Create a sorted array of the x coordinates of the left and right edges of the rectangles. Then, use a "scanline" to move from left to right through the rectangles. Keep a binary search tree containing the y coordinates of the top and bottom edges of the rectangles that overlap the scanline. For each element of the array, check whether it is a left or right edge. If it is a right edge, remove the corresponding top and bottom edges from the BST. If it is a left edge, search the BST for rectangles that overlap the current rectangle; if there is one, return the overlap.

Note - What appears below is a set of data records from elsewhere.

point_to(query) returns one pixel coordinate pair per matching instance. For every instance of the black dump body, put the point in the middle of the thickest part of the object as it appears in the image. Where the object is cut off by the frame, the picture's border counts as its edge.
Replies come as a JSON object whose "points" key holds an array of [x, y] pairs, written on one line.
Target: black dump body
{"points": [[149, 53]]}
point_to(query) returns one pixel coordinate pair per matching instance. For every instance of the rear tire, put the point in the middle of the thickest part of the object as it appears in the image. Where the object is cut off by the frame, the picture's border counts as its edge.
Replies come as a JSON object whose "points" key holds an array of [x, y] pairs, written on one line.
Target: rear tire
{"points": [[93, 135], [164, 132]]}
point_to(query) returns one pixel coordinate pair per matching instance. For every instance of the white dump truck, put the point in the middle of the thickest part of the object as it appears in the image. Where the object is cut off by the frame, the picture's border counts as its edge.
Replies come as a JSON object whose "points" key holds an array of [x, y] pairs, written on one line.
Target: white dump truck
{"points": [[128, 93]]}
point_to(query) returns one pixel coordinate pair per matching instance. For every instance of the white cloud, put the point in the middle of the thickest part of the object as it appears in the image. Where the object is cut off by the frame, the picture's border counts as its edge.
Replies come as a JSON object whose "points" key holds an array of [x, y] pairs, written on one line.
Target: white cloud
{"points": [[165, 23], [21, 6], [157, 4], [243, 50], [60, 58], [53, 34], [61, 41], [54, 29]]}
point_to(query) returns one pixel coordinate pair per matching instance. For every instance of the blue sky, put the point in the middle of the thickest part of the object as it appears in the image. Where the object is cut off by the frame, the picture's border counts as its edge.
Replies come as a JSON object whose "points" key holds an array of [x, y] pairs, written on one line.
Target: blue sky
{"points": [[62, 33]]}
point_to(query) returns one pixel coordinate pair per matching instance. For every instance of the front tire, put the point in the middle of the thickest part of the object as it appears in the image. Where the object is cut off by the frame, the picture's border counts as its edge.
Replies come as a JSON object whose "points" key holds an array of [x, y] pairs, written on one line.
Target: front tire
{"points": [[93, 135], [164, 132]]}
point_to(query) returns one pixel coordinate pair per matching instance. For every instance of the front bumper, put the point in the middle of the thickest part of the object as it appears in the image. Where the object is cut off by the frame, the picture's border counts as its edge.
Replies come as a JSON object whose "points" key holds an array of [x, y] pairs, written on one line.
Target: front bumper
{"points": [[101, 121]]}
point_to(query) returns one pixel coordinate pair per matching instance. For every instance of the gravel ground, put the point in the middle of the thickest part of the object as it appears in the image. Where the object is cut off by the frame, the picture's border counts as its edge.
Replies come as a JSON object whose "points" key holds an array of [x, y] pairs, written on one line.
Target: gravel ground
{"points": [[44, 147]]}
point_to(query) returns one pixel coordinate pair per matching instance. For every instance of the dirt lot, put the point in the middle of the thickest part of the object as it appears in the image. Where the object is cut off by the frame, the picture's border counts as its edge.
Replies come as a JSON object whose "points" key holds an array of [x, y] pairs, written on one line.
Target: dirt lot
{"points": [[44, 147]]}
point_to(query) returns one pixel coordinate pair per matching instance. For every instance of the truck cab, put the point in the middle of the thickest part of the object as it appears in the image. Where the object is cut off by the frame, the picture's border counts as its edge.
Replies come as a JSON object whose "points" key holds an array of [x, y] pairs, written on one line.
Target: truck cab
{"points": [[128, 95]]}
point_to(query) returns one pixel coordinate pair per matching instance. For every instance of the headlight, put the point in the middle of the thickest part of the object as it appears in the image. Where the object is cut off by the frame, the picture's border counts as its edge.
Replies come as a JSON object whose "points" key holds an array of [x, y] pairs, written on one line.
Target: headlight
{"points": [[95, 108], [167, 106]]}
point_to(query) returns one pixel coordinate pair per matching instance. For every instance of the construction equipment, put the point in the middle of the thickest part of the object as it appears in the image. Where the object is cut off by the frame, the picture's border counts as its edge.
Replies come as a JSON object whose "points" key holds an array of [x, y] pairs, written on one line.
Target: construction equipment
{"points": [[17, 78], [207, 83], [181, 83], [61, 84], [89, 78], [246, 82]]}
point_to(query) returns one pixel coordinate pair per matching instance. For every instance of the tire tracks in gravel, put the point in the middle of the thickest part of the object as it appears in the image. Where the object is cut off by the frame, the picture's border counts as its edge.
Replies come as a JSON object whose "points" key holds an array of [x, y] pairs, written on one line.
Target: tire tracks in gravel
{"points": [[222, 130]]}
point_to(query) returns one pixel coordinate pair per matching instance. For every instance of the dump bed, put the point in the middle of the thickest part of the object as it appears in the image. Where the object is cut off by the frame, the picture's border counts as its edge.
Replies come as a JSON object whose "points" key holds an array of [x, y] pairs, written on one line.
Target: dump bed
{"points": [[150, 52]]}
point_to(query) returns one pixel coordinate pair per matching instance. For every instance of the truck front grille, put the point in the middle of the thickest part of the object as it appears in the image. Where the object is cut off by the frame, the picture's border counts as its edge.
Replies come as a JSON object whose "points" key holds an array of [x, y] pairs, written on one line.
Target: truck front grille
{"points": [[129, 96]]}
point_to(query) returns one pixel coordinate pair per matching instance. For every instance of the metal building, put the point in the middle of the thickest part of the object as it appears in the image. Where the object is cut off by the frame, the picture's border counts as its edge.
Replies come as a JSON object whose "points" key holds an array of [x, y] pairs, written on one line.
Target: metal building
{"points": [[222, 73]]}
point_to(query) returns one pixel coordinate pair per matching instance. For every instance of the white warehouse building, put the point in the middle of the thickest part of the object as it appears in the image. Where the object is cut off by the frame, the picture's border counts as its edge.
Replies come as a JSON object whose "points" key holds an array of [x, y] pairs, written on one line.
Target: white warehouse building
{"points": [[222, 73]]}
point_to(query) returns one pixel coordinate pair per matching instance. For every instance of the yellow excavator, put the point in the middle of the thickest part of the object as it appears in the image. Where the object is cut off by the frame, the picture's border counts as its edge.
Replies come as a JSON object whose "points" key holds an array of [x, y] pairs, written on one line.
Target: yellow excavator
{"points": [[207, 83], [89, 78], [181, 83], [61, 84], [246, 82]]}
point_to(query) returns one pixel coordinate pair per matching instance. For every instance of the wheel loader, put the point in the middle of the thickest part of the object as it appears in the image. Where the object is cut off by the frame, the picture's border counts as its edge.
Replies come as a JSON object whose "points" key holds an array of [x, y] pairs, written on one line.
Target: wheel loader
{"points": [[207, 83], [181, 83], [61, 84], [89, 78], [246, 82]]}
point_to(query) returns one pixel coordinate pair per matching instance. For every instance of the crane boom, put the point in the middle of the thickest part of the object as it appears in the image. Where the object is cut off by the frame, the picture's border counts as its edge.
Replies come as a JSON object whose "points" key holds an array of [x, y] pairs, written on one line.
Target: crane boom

Then, add the y coordinates of the top and bottom edges of the rectangle to the BST. The search takes O(n log n) time, since it takes O(n log n) time to sort the rectangles and each of the 2n iterations takes O(log n) time - Copied from google search results.

Answer 4

Try something like this:

typedef struct rect {
    int top;     // maximum y-coord
    int bottom;  // minimum y-coord
    int left;    // minimum x-coord
    int right;   // maximum x-coord
} rectangle;

// Returns 1 if the point (x, y) lies within the rectangle, 0 otherwise
int is_point_in_rectangle(rectangle r, int x, int y) {
    if ((r.left   <= x && r.right >= x) &&
        (r.bottom <= y && r.top   >= y))
        return 1;
    return 0;
}

// Returns 1 if the rectangles overlap, 0 otherwise
int do_rectangles_intersect(rectangle a, rectangle b) {
    if ( is_point_in_rectangle(a, b.left , b.top   ) ||
         is_point_in_rectangle(a, b.right, b.top   ) ||
         is_point_in_rectangle(a, b.left , b.bottom) ||
         is_point_in_rectangle(a, b.right, b.bottom))
        return 1;
    if ( is_point_in_rectangle(b, a.left , a.top   ) ||
         is_point_in_rectangle(b, a.right, a.top   ) ||
         is_point_in_rectangle(b, a.left , a.bottom) ||
         is_point_in_rectangle(b, a.right, a.bottom))
        return 1;
    return 0;
}

You can do the same for any polygon, just iterate through all of its points and call is_point_in_rectangle with them. Since you only have a bounding box for the complex polygon, there is a chance that this method gives you a false positive (that is, the rectangle is inside the complex polygon's bounding box but outside of the polygon itself). However, this restriction applies to any method where a complex shape is simplified to a bounding box.